Dietro alla gestione dello spaccio di droga nel quartiere Fondo Gesù di Crotone ci sarebbe stata la regia dei plenipotenziari della cosca Vrenna-Corigliano-Bonaventura-Ciampà e Megna, come Domenico Megna, storico boss di Papanice scarcerato nel 2014 dopo una lunga detenzione. È quanto emerge dall’inchiesta Orso, sfociata nell’odierna operazione contro una organizzazione criminale armata dedita allo spaccio di stupefacenti a Crotone, che ha portato all’arresto di 12 persone.

Il rinvenimento della “copiata”

La gestione della vendita al dettaglio di ogni tipo di droga sarebbe stata in mano ai fratelli Andrea, Gianluca e Massimiliano La Forgia, che secondo gli inquirenti sarebbero intranei alla consorteria egemone della città pitagorica: «Il controllo della piazza di spaccio da parte del gruppo riconducibile ai La Forgia rafforza il potere e l'egemonia sul territorio della criminalità organizzata». A confermare i legami con la Ndrangheta crotonese, ci sarebbero diverse «intercettazioni condotte in carcere, corroborate dalle dichiarazioni del collaboratore di giustizia Francesco Oliverio».

Senza contare, la famosa “copiata” ritrovata nel dicembre 2016 durante una perquisizione domiciliare a carico di Andrea La Forgia, nella cui disponibilità, all’epoca, furono trovate anche armi, munizioni e droga.
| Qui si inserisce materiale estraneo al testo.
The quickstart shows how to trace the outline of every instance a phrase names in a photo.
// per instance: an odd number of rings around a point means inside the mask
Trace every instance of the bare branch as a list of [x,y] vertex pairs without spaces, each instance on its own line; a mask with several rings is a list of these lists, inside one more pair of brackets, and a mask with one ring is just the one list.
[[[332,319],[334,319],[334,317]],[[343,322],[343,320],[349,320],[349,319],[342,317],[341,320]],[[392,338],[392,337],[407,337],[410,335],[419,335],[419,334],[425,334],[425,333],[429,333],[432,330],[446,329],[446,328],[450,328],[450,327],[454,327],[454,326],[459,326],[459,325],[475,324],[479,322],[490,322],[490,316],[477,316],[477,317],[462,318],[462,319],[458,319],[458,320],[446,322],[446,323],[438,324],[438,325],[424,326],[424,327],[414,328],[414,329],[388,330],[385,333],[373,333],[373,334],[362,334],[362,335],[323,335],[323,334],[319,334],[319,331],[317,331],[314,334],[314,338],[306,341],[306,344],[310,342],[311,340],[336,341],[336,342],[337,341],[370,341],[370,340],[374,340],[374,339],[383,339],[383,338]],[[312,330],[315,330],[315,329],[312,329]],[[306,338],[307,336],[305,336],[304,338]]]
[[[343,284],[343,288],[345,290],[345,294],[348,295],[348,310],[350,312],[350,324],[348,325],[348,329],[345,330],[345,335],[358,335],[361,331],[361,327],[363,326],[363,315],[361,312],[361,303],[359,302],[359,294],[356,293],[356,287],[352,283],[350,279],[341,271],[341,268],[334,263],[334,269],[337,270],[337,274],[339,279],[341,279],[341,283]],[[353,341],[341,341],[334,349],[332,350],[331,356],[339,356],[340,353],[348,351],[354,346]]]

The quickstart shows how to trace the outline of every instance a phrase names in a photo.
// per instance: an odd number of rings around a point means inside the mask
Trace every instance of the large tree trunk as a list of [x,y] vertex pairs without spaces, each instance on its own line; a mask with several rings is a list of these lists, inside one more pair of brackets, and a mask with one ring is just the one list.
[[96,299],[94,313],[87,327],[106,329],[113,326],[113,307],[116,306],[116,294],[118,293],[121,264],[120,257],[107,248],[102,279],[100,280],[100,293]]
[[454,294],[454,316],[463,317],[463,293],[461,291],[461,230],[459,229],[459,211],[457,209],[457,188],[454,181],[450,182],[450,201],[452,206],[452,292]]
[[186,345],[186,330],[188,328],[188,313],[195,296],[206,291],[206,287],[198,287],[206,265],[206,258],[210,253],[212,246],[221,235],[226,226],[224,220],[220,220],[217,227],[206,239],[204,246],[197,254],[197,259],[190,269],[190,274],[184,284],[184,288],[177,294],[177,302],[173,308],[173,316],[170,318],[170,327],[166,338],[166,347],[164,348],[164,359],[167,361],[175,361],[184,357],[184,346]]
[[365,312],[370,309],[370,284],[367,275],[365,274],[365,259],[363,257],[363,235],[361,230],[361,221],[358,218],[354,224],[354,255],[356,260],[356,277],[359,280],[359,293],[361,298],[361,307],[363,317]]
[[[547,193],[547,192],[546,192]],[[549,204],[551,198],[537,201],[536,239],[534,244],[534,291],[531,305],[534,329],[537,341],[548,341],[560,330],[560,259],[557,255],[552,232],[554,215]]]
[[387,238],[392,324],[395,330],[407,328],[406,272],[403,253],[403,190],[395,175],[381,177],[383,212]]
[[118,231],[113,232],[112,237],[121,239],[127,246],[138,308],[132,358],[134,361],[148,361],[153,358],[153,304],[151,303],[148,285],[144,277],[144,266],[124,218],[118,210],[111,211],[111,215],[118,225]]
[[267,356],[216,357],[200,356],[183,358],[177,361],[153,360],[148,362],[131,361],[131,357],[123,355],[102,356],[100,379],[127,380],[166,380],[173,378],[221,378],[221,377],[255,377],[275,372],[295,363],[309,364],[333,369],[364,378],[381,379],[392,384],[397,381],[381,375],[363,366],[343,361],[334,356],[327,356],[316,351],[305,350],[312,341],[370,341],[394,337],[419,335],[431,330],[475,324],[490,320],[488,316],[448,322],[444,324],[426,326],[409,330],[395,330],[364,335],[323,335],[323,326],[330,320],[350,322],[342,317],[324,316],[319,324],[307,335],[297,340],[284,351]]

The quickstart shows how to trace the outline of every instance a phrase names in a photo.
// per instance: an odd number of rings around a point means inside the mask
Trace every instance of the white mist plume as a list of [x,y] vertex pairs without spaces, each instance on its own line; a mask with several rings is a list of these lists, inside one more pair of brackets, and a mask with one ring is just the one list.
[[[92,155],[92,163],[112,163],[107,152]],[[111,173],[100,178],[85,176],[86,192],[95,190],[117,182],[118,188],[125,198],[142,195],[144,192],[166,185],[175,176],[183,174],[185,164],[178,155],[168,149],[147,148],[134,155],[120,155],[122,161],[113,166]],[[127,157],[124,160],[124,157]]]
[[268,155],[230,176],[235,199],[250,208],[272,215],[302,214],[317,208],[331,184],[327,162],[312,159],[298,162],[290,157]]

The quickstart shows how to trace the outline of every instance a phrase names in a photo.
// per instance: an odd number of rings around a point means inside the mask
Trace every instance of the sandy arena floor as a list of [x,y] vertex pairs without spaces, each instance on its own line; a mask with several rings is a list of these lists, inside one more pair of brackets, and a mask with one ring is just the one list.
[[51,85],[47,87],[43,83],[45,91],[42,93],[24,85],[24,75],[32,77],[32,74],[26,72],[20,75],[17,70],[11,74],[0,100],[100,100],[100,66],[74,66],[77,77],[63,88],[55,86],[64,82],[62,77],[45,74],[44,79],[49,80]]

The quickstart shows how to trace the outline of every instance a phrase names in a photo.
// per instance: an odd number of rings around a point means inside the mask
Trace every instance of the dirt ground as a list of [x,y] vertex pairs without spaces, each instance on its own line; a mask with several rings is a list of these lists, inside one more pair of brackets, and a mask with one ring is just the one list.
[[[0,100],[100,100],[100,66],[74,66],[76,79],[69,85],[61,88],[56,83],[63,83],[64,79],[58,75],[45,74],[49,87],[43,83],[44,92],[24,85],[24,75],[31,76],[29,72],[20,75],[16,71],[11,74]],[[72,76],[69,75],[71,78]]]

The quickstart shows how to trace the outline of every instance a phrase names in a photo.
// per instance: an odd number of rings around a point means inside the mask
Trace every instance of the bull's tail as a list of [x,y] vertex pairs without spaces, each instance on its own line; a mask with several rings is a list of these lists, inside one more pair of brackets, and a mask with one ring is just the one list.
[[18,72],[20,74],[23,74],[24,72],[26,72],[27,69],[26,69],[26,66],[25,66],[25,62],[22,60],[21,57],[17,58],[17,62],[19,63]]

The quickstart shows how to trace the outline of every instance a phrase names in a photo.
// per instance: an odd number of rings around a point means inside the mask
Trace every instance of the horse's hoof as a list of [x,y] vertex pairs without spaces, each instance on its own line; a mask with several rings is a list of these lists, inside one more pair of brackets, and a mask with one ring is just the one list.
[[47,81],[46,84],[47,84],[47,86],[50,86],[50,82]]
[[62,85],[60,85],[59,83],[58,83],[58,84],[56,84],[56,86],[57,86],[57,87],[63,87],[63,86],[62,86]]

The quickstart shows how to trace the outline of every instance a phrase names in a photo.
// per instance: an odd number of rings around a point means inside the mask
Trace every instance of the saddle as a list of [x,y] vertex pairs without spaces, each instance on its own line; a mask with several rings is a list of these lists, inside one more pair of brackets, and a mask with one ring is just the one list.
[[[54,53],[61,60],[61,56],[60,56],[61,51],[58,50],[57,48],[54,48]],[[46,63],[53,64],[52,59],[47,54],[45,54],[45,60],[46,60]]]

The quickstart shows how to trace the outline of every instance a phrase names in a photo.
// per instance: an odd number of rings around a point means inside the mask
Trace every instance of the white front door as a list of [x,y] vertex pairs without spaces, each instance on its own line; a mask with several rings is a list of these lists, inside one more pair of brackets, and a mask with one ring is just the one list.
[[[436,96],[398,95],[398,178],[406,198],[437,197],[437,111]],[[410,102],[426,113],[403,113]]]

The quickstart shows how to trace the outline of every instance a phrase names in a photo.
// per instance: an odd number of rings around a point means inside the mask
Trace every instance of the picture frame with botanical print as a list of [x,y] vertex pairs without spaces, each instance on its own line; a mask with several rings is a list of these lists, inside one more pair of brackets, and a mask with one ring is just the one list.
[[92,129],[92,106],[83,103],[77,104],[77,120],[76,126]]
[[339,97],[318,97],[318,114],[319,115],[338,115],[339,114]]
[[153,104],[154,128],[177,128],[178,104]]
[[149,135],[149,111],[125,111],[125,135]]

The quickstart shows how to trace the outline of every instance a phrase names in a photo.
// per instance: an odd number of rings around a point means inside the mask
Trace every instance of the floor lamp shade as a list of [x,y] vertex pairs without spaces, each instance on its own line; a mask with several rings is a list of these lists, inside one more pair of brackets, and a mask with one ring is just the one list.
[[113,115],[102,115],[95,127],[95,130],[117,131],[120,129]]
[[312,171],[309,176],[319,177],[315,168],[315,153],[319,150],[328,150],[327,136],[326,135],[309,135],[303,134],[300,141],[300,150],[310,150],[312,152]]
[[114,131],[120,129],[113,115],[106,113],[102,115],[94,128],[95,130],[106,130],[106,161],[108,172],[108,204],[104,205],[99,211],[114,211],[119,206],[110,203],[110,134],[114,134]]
Ma a preoccupare l’indagato, in quella occasione, era principalmente il rinvenimento da parte della forze dell’ordine di quel manoscritto su cui era riportato l’organigramma della cosca crotonese, con tanto di nomi, cognomi e gradi rivestiti.

Il risentimento di Mico Megna

Quel rinvenimento, gli sarebbe costato il disappunto da parte dello stesso Mico Megna - il cui nome appariva nella copiata col grado di “sgarro” - che ebbe a lamentarsi dell’accaduto con Gianluca La Forgia, secondo quanto raccontato proprio da quest’ultimo, durante un colloquio in carcere, al fratello Massimiliano, ignaro di essere intercettato dai carabinieri. Nella conversazione, Gianluca «riferisce al fratello di essersi recato al bar dal “vecchio”, il quale manifestava il suo disappunto nei confronti del fratello Andrea per la vicenda relativa al ritrovamento della “copiata”, nella quale era riportato il suo nome, nonostante quest'ultimo non avesse alcun rapporto personale con Andrea La Forgia» ma solo con lui. Gianluca spiegò quindi a Massimiliano di essersi preso la responsabilità della mancata custodia del foglio da parte del fratello «apparentemente placando il risentimento del “vecchio”».

Le vedette in bici e monopattino

Secondo gli inquirenti non ci sono dubbi che la gestione del “supermercato della droga” a Fondo Gesù fosse in mano a una vera e propria associazione criminale «certamente dotata del requisito dell'organizzazione, atteso che i coindagati si sono stabilmente avvalsi di strutture e mezzi funzionali all'esercizio dell'attività di spaccio».

La droga veniva occultata nei posti più impensabili (come le intercapedini nei muri) e stoccata e confezionata in un vero e proprio magazzino in uso a uno degli indagati. Gli spacciatori si erano inoltre dotati di «apparecchiature radiotrasmittenti per comunicare tra di loro» mentre la sorveglianza della piazza era affidata delle “vedette”, che per spostarsi più velocemente sul territorio da monitorare utilizzavano monopattini e biciclette.

Legami familiari

In merito all’associazione, gli inquirenti evidenziano poi «l’esistenza di stabili legami, anche di natura familiare, tra gli associati» e «il saldo controllo, da parte del sodalizio, della propria zona di pertinenza» oltre che «la capacità di riorganizzarsi dopo eventi traumatici, come i controlli delle forze dell'ordine che portavano ai sequestri di significative quantità di sostanza stupefacente e, soprattutto, all'arresto di due attivissimi sodali».
L’organizzazione, inoltre, non si faceva scrupolo di utilizzare per le attività dispaccio anche due minorenni, imparentati con gli indagati.